It is super annoying how Debian and Ubuntu try to force their users to install distro-specific deb packaged perl and python modules.
This makes Debian/Ubunto a no-go if you need to do something that is not very common, ubiquitary and ordinary.
So I had to ditch the idea to install that new specialty server on Ubuntu.
Now it will be installed on OpenBSD instead.
I’d be really interested to know the rationale behind the rejection of cpan and pip by Debian and Ubuntu!
Does anybody know?
Yup. I’m actually surprised there are still some distros out there that don’t comply with #PEP0668 and allow pip install outside of a virtual environment.

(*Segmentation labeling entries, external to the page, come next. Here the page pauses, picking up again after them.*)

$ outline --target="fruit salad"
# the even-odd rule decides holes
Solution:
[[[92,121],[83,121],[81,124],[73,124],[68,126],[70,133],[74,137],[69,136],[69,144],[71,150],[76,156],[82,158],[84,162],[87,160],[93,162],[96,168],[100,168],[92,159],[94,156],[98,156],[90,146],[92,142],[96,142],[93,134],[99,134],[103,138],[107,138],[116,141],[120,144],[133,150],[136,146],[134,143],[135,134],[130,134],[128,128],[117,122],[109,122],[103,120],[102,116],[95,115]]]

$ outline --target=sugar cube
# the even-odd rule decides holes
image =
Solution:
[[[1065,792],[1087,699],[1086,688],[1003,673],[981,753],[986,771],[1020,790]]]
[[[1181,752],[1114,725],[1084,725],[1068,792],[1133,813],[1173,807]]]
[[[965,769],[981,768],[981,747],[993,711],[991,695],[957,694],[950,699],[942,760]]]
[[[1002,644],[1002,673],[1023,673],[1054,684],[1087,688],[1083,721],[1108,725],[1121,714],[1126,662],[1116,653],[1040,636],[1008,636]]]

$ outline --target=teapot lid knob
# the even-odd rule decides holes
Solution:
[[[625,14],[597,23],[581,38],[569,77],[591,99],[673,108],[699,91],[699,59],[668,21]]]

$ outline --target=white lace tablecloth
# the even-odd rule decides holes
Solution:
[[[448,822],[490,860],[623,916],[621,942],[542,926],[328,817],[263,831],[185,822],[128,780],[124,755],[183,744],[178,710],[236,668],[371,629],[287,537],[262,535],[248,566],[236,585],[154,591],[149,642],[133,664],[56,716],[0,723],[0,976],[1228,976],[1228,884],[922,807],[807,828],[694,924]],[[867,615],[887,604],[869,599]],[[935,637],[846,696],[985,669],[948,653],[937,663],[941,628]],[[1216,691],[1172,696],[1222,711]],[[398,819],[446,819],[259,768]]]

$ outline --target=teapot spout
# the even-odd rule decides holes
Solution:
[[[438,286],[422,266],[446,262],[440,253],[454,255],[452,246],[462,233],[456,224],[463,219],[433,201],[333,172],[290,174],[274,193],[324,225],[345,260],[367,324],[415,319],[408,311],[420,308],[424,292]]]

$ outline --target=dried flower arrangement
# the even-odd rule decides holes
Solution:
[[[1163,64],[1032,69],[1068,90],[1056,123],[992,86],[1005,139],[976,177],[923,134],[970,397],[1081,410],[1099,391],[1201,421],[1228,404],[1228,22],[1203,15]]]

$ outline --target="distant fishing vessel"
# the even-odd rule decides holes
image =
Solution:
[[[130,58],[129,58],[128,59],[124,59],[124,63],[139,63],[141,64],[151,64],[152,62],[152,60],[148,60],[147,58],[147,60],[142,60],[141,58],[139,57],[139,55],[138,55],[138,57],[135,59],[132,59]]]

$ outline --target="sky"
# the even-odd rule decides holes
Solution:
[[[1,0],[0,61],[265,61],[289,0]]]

Doing that nowadays is playing with a high-calibre footgun.
I don’t think Debian and Ubuntu are against pip, and such. However, the vast majority of system dependent resources in Debian and Ubuntu require a fixed Python version so nothing breaks. That’s done during the release cycle.
I’ve posted about this on Ask Ubuntu before, but if you need multiple or updated Pythons, you might consider using pyenv to setup and install other Python versions in your userspace, as well as create/utilize virtual environments managed by it. That way you can use pip to install things.
Additionally, you’re free to install in Ubuntu from the deadsnakes PPA coinstallable newer Python versions for specific needs, and then directly refer to those versions for execution python3.13 for example instead of just python3orpython`) and then build venvs for use under that.
This said, in Python 3.12 and later per PEP-0668 as referenced enforces the external environment restriction to not use pip to mess with system installed packages. That can be overridden, but the proper way even with a system Python install yourself in userspace is to use venvs to keep the ‘core’ installation clean whether it’s pacakge-manager installed or compiled yourself and installed in userspace or otherwise.
This is more Python upstream following its protocols, and such.